Busca nuevas amigas, nuevas experiencias. Se apunta a baile. Zumba, baile del vientre. Se compra ella también un piso, en otra zona. Va de vacaciones a Vietnam con una amiga nueva, una amiga que no es muy amiga, pero las dos están solteras, así que van juntas. En la bahía de Halong, a trescientos kilómetros de Hanoi, rodeada de palmeras y de rocas calizas, ve el resto de su vida extenderse ante ella como una autopista iluminada en la noche: todo fácil, todo llano, todo conocido. Se compra un perro.
Va a un refugio y allí lo ve, el perro, la cabeza ladeada, los ojos húmedos. Piensa: “las cosas van a cambiar”. Vuelca mucho en ese perro. Es increíble lo inteligente que puede ser un animal. Algunas noches, después de pasearlo por el parque sin árboles de su nueva urbanización, después de ver dos capítulos de la última serie de moda, no sabe dormirse y saca, de un armario, una caja de zapatillas Converse en la que guarda entradas de conciertos de los 90, recuerdos de viajes y las cartas de un novio.

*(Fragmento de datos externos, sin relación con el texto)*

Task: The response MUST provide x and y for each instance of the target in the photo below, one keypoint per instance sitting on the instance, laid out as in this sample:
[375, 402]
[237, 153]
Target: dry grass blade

Un novio, sí, con el que salió cuando tenía veinte años. Estuvieron juntos unos años. Él se va al extranjero, ella le espera. Se escriben cartas. Ella, en su pequeña ciudad de provincias, habla mucho de su novio: está en Alemania, haciendo prácticas. Va a verle. Son viajes incómodos. Hacen el amor en casas compartidas con amigos. La situación no es fácil: ella tiene su trabajo en la Administración. No va a dejar un puesto fijo para irse a Alemania a ¿qué? Él conoce a otra, pero a ella no la deja. Nunca dice: “te dejo”. No le dice nada. Deja de escribirle cartas. Ella piensa que es una etapa, que es temporal. Le dicen que tiene otra novia. Le dicen que va en serio, le dicen que se olvide de él, le dicen… Pero esos que dicen no saben nada: no estuvieron con ellos aquel fin de semana que no paró de llover en Marsella, no conocen el cuarto del hotel de tres estrellas al que iban cuando él volvía a la ciudad, no han leído cientos de veces las cartas de él, ¿qué saben estos que hablan? No saben nada.

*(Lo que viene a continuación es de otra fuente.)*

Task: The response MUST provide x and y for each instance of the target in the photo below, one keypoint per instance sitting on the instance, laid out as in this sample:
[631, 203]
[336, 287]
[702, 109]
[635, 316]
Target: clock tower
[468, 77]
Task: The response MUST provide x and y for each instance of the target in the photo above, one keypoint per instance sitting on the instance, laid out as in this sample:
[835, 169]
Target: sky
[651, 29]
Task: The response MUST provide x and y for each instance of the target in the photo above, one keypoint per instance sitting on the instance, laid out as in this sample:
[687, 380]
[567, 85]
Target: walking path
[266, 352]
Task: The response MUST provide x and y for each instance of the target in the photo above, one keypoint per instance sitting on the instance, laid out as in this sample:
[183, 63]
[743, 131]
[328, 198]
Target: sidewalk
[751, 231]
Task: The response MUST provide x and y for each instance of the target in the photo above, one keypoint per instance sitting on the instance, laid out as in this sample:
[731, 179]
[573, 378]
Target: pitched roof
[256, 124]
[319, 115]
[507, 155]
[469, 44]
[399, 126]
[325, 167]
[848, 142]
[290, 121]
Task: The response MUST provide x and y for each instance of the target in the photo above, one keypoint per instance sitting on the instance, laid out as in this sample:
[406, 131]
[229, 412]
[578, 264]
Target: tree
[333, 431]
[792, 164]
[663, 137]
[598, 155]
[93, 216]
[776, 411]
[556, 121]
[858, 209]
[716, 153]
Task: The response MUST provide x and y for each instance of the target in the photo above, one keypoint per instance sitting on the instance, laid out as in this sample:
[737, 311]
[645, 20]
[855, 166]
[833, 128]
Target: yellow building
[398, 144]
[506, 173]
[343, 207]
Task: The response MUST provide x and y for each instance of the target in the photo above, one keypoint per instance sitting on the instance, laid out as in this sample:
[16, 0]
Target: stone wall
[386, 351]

Los chicos que conoce no le interesan. Con sus tristes calvas incipientes, con sus madres sobreprotectoras y su mezquindad de provincias, la aburren. Los compara con este novio que tuvo, con el novio que a veces fantasea que aún tiene, y siempre salen perdiendo. Así que los ignora. Sigue hablando de su novio. Primero, en voz alta, a los demás. Luego, a sí misma, en su cabeza.
Es cierto, a veces piensa que toda su vida ha sido una equivocación. Le extraña que lo que ha vivido hasta ahora, hasta estos cuarenta y cinco años que está a punto de cumplir, haya sido su vida real y no un ensayo para su vida. Su cara se va convirtiendo en la cara de alguien al que han estafado en una atracción de feria. Le sorprende que no haya otra oportunidad (nadie se lo dijo). Haría todo distinto. O no.
Ella, al menos, amó, piensa.
Y con ese pensamiento cae dormida en el lado derecho de su cama de matrimonio (sobre el colchón viscolástico hecho para sostenerla a ella y a otro), las cartas esparcidas en el lado izquierdo, el fantasma de una presencia.